# Equation of a tangent line to a given circle from an external point - Stuck!

by JOhnJDC
Tags: circle, equation, point, quadratic, tangent
 P: 40 Sorry, accidentally hit submit before I was finished. Anyway.. Your attempt is good, but doesn't use the fact that the lines are tangent to the circle. First you'll want the center of the circle. \begin{align*} x^2 + y^2 &= 2y\\ x^2 + y^2 - 2y &= 0 \end{align*} Complete the square (I'll leave the details to you) to get: $$x^2 + (y-1)^2 = 1$$ So the center of the circle is (0, 1), and the radius is 1. You're right about the equation of the tangent line. But what you also need to use is that the tangent line to a circle at point P is perpendicular to the line that goes through point P and the center of the circle. So you want to find the equation of all lines that go through (0, 4) and are tangent to the circle. Such a line will hit the circle at some point (a, b).
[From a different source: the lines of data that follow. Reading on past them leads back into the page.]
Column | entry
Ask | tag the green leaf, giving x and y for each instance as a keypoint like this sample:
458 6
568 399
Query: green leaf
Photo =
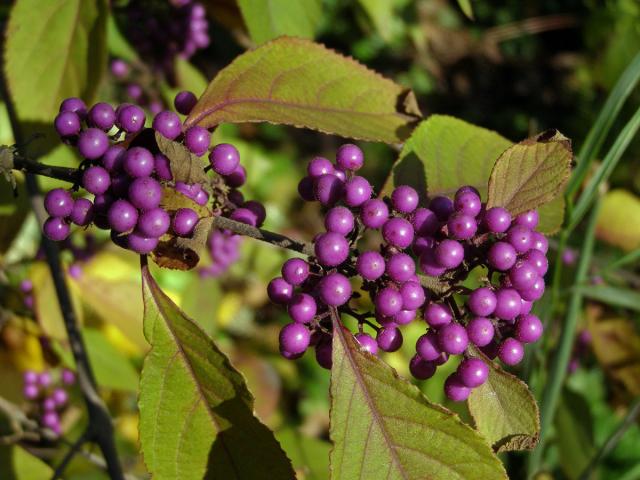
268 19
54 49
196 413
383 427
301 83
504 410
619 219
531 173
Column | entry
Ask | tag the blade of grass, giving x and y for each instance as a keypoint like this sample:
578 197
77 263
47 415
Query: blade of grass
604 170
563 351
596 136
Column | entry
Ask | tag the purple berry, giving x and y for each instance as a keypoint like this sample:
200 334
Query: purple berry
167 124
295 271
511 352
405 199
370 265
302 308
374 213
357 190
184 222
294 338
349 157
92 143
339 220
335 289
449 253
480 331
502 256
482 302
331 249
473 372
279 291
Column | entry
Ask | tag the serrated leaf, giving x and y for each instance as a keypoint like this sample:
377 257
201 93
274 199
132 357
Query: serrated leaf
619 219
301 83
196 413
54 49
383 427
504 410
531 173
268 19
So you want a line that goes through the points (0,4) and (a,b). This line is perpendicular to the line that goes through (a, b) and (0, 1), since (0, 1) is the center of the circle. The line through the points (0,4) and (a,b) has slope m = (b-4)/a. (That's the line you want to find.) The line through the points (0,1) and (a,b) has slope n = (b-1)/a. Since these lines are perpendicular, their slopes are negative reciprocals. So you have m = -1/n, which means (after some simplifications): $$\frac{b-4}{a} = \frac{a}{1-b}$$ Multiply both sides by a*(1-b), and you get $$a^2 = (b-4)(1-b)$$ Note that the point (a,b) is on the circle, so it satisfies the equation of the circle. In other words, we have \begin{align*} a^2 + (b-1)^2 &= 1\\ a^2 &= 1 - (b-1)^2 \end{align*} So now we have two different expressions for a^2: $$$a^2 = (1-b)(b-4)$ $a^2 = 1 - (b-1)^2$$$ So you want to set them equal to each other and solve for b: \begin{align*} (1-b)(b-4) &= 1 - (b-1)^2\\ b - 4 - b^2 + 4b &= 1 - (b^2 - 2b + 1)\\ &\vdots \end{align*} I'll leave the details to you, but you should end up with b = 4/3. Then you plug that back into either one of your equations for a^2, and you'll get $$a = \pm \frac{2\sqrt{2}}{3}$$ Then you can plug these into one of your expressions for m, and you'll get something like \begin{align*} m &= \frac{a}{1-b}\\ &= \frac{\pm\frac{2\sqrt{2}}{3}}{1 - \frac{4}{3}}\\ &= \mp 2\sqrt{2} \end{align*} ("m" has the oppposite sign of "a".. that is, if one is positive, the other is negative) So the equations of your tangent lines are $$y = \pm2\sqrt{2}x + 4$$